日本の南方、竜ヶ島市。火山噴火で陥没した巨大なカルデラは、張り詰めた強弓めいて弧を描く山がちの陸地と、外海から離れた穏やかな内湾、海上に突出する活火山とを擁し、荒々しくも風光明媚な湾岸都市の威容を誇る。

中央政府と隔絶したその地は古来より海運貿易で栄え、近代には欧米列強に若者を密航させ、次世代への礎を築いた。しかし近代化を志して蓄積された設備は中央政府に接収され、扶持を失った侍たちは新政府に反逆し、内戦の時代に突入する。侍たちは内戦の砲火と剣戟の露となり、討ち果て滅んだ。

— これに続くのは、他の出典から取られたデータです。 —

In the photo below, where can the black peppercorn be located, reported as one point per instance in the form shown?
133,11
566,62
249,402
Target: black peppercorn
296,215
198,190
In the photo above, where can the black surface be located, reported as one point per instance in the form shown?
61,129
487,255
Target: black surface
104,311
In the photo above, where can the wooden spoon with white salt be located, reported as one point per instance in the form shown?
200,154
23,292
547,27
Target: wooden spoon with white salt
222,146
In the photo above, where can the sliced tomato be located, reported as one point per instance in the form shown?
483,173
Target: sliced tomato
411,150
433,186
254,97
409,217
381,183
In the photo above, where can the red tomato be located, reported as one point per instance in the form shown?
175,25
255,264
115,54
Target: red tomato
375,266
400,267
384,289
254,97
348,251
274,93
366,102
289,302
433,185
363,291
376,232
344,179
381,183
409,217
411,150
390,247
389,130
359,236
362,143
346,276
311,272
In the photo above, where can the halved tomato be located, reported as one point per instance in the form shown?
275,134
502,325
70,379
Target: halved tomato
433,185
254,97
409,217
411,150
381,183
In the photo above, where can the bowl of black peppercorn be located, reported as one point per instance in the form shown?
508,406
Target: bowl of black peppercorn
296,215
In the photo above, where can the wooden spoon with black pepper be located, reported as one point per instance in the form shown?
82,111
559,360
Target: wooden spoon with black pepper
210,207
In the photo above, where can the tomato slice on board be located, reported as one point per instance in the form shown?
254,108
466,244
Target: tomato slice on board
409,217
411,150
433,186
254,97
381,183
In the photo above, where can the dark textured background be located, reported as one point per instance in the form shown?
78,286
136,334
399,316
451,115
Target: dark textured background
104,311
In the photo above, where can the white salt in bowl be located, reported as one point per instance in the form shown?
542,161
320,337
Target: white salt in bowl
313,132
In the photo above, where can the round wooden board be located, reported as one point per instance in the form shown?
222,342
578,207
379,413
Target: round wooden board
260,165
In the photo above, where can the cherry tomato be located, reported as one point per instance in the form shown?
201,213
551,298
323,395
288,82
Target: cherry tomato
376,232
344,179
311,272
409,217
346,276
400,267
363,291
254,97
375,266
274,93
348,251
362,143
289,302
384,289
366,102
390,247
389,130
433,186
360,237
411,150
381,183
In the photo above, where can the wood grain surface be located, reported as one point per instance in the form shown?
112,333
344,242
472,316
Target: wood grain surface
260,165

竜ヶ島の郷士に、倉山なる一族があった。倉山道之助明義は、幕末に生まれ反乱軍として内戦に参加、戦局に敗戦の色が濃くなると、政府軍に投降して逆賊の誹りを受けるも生き永らえ、家系の断絶を辛くも免れる。侍の時代が終わりを告げ、平民に戻った明義は一念発起、上京して邏卒の職を得る。

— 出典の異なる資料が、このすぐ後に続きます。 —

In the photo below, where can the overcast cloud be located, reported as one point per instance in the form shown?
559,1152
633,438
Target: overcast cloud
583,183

邏卒とは現代で言うところのお巡りさん、警察官であった。明義は東京府の邏卒として文明開化の時代を目撃し、竜ヶ島に帰郷すると東京時代の伝手で地方警察の職を得た。ここに戦前から戦中、戦後に至るまで代々、竜ヶ島に警察官の人材を輩出し続ける、警察一族としての倉山家の礎が築かれた。

19世紀が終わり、20世紀。倉山道之助明義の曾孫、倉山重義が第一次大戦の只中の大正時代初期に生まれる。労働争議、参政権に女性解放、水平運動と市民の発言権が高まる時代、重義は青春を駆け抜ける。共産主義が台頭して治安維持法が成立、同年に天皇が崩御し、時代は大正から昭和へと移ろう。

重義が警察官を志した時節は、世界恐慌が社会に暗い影を落とし、蔓延する国粋主義と軍国主義とが、議会を機能不全に至らしめていた。大東亜戦争が勃発して市民生活が窮迫する中、重義は特別高等警察に配属され監視社会の尖兵となって暗躍し、市民運動を弾圧した。終戦後、重義は公職追放されて警察組織から放逐されるも、国共内戦に朝鮮戦争と共産主義の脅威が高まる戦後の動乱期、重義は公職追放解除、逆コースの流れに乗って何食わぬ顔で公安警察へと復職。悪運に恵まれて警察一族の命脈を今日まで保たせた。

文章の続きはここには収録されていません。